What a glorious start to July we have had.  Hot, sunny, breezy days, with the odd spectacular thunder storm thrown in to lay the dust, and cool over-heating crops down.  Showers for another week would just allow the crops to ripen without dying off too suddenly and will assist the winter and spring barleys in achieving malting quality.  The forecast from late July to the first half of August looks promising at the moment but perhaps it would not be a good idea to make that prediction.

All crops are ripening well.  The rape should be sprayed off any day now which will allow us to start combining it from 28th July, just after finishing the winter barley.  All of the latter is at Mickfield and Mill Green this year so apologies in advance if you get caught behind trailer loads of bales coming home!  We have a busy week next week going through the final checks on the machinery before starting harvest, also a final chance to clear some of the tasks waiting on the desk, for a wet day, to be done.

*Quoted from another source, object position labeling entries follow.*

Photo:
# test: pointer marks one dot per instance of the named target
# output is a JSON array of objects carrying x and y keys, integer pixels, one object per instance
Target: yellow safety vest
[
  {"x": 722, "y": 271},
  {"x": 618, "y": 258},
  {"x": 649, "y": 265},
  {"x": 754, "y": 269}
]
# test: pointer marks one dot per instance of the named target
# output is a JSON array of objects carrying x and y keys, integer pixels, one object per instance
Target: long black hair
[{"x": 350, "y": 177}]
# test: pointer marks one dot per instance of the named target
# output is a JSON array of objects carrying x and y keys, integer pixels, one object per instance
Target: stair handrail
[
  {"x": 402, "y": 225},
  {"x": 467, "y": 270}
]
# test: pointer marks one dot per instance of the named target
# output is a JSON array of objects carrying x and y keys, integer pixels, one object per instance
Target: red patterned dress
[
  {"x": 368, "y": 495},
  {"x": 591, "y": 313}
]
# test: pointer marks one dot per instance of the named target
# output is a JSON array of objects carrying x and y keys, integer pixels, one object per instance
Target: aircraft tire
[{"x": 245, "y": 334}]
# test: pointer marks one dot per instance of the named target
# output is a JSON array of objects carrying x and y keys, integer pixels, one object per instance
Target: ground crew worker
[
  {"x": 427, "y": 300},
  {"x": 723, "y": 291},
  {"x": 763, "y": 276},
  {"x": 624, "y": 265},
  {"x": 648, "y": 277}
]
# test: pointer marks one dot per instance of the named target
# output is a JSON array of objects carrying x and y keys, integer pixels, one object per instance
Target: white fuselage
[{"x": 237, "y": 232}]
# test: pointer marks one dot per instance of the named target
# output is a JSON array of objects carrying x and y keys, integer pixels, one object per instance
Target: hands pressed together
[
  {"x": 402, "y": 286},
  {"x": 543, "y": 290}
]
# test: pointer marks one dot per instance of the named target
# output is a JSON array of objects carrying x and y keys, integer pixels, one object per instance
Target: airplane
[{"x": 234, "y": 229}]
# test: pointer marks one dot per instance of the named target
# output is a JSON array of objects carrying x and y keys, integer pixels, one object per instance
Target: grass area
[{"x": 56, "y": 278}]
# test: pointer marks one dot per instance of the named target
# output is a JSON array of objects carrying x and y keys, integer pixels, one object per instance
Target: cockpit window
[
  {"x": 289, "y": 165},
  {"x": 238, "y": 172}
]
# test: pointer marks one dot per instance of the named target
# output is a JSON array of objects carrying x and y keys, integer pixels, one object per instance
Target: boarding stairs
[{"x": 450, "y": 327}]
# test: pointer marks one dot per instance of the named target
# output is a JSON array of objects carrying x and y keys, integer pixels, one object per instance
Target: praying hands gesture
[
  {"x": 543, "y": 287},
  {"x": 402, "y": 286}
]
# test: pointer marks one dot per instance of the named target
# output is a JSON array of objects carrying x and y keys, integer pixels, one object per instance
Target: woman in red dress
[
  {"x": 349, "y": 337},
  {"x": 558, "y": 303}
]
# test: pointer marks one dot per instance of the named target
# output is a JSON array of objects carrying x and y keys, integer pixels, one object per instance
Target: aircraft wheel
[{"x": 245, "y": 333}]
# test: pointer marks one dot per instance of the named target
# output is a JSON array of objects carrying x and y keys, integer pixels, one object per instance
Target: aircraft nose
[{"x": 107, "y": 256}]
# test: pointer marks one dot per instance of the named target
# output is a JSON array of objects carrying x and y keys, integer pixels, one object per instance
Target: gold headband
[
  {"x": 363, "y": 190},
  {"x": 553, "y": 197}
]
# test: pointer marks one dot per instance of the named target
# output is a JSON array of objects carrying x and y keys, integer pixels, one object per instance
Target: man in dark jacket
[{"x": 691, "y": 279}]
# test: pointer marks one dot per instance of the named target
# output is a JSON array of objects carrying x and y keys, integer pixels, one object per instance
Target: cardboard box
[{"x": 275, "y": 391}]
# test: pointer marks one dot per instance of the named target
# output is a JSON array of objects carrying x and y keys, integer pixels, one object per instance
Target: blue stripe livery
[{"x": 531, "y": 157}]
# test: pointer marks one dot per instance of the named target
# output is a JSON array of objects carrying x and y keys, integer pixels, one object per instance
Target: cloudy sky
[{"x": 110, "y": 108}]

We have had quite a rewarding month with the farm’s wildlife since the last notes.  Firstly we have seen and heard Turtle doves, as usual, on the meadow near Broughton Hall.  These delicate little doves have had a particularly hard time over the last few decades and have declined so severely that High Suffolk is one of their only strongholds.  Although, one can hardly call a couple of pairs on several hundred acres, a ‘stronghold’.  Our own Suffolk Farming and Wildlife  group have done some interesting research on the reasons for their decline.  Apparently they have reduced from rearing two broods of two chicks to only one each summer.  The main reason for this is that their favourite early food source of knot grass and chickweed seeds have become less available in early May when they arrive as farming has become cleaner, and crops grown, less varied.  Later in the season there is plenty of rape seed and spilt grain for them but by then they have abandoned the hope of a second brood and are stocking up for the journey back to Africa.  Also they need three metre high hawthorn and plenty of water near-by in order to nest and rear their brood.  Funnily enough these requirements are found in high clay-land Suffolk, which has a greater density of farm ponds than almost anywhere else in the country, right in the middle of some of the most intensely farmed land around!  So we may be sowing weeds next year for Turtle Doves!! Summer would not be the same without their soft call on a warm evening.

Other red list species which seem to like our ‘arable deserts’ are water voles in the moat, which are so numerous that one daughter was sure we were infested by rats.  Spotted fly catchers are nesting in the garden again, swifts in the house roof, hare with leverets on the meadow, barn owls and little owls both in the straw shed and, real treat for my birthday, the first red kite I have seen over head in Stonham as I knocked back a celebratory drink of Albert Ale!  Like I said – a glorious start to July.